After the birth of my second child, I decided I needed a change. I wanted to set a good example for my family while still being able to provide for them. I had always loved children. I wanted to be able to return something to my community, so I decided to open a preschool and after-school learning center.
At a Dead End
In the state where I live, this is a very demanding prospect. Directors are required to attend hours of state training, as well as continuing education each year. We must also undergo regular inspections by both State and Federal authorities. Our Learning Centers are subjected to strict licensing guidelines to ensure the health and safety of the children in our facilities. It took me the better part of a year, but I completed the requirements and opened my business in 2002 with much excitement.
In the beginning, we were able to provide rich learning experiences for a variety of children. We also provided information about local resources and held regular training for families who needed parenting support. The center was thriving, and I couldn't have been happier.
Over time, however, rules began to change, and requirements became even more stringent. It was apparent that if I was going to continue to serve my community and keep my thriving business alive, I was going to need more training myself.
It was time to finally finish my degree.
Risk vs. Reward
I had already spent years taking classes online through my local extension office and at the community college near my home with the goal of eventually finishing my bachelor's degree. The demands of my business and the scarcity of some of my courses made it difficult, however. To complete my degree, I was going to have to take time away from my business, invest in new courses, and find the space in my jam-packed schedule to attend classes and then do the homework that would come along with them.
I considered closing shop and going full time, but dismissed than in favor of buckling down and doing both simultaneously. I decided to take the leap to part-time, allowing me to take care of my education without inconveniencing my students and their families any more than necessary.

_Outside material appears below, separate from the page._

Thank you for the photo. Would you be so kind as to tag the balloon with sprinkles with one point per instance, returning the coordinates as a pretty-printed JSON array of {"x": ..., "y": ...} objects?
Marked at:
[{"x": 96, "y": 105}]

It was one of the best decisions of my life.
A Long Road, But Worth it
My schedule was rigorous. I spent nights and weekends studying. I made use of every online course I could find. I did homework while supervising classrooms during open discovery time.
It wasn't easy, but it was worth it.
By the time I finished my degree, I had made contacts within the industry and increased my support network. My new connections meant I could put my clients in touch with new services I hadn't been aware of before. I also met students with an interest in early childhood education, which gave me a better pool to draw from when I needed to fill staff vacancies.
In addition to all that, I had a new arsenal of skills to share with my students. I learned new ways of approaching issues and gained new insight into the thinking behind current practices. My new education allowed me to analyze what I was offering my kids with a critical eye. I no longer had to follow recommendations blindly because they came through official channels.
These new insights led me to revamp my curriculum and change the way I approached my students and their education. Our offerings became more process-oriented. Classes were more active. The children were more excited to learn. And, because we had a better classroom environment, our students were more at ease with their teachers and with each other. Better classes resulted in fewer conflicts, which had a positive impact on the children both at school and at home.
Having my degree also showed my families and State Licensors that I was dedicated to the continued betterment of myself and my staff. When it came time to check the credentials of my facility, there was no longer any question that we would pass with flying colors.
In the end, finally completing my degree offered me several bonuses — an increase in self-confidence, a boost to my business' bottom line, new skills, better tools, and new contacts within the Early Learning community — all of which helped me advance my career as an educator and gave me increased credibility as a writer, particularly in the field of education.
I would say that this alone has been worth the cost of admission.